People doing their taxes are generally not in the most generous mood. Tax preparation might turn people off of giving to charitable causes, but the tax code can encourage people to donate. A recent report from the Fundraising Effectiveness Project is leading some to worry that organizations relying on charitable contributions are about to take a hit.
The drops that form an ocean
Some organizations are lucky enough to have a few, highly-generous benefactors who contribute the bulk of their funding. Most rely on large numbers of donors, each contributing a relatively small amount. It is these donors that may be most susceptible to changing their donating habits based on changes to the tax code. If enough choose to donate less, or not at all, the end result can be catastrophic for charitable organizations all over the country.
Standard versus itemized deductions
The issue that fundraisers find so concerning is the increase in the standard deduction available to taxpayers. Charitable contributions of cash or property can be deducted from your taxes, but only if you itemize. If you choose the standard deduction, the tax benefits of charitable giving vanish.

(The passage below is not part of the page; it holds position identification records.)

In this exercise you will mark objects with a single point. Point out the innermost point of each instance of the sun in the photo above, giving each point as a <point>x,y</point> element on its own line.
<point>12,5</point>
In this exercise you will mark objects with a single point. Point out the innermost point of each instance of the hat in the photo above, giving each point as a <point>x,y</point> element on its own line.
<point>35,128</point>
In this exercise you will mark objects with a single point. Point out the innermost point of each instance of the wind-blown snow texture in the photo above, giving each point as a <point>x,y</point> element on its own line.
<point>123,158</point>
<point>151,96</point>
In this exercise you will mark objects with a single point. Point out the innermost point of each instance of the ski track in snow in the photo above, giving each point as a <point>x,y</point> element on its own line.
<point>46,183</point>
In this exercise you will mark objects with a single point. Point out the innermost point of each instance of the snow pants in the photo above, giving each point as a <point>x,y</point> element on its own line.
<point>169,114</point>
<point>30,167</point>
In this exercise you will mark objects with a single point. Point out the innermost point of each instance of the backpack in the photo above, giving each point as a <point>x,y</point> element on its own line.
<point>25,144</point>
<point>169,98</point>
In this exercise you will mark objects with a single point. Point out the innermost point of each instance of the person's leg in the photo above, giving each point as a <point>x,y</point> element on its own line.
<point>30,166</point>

This isn’t a loss to taxpayers. If they choose the standard deduction, it’s likely because that choice leads to a smaller tax bill. They could continue to donate as they always have and not be any worse off financially. But it does remove one justification for making a contribution in the first place.
Charity does not begin at the IRS. People give for myriad reasons, with tax benefits being among the least common justifications. Still, the tax code has the power to change people’s behavior in small ways. Individually, this is of little concern. When taken a whole, small changes can have a big impact.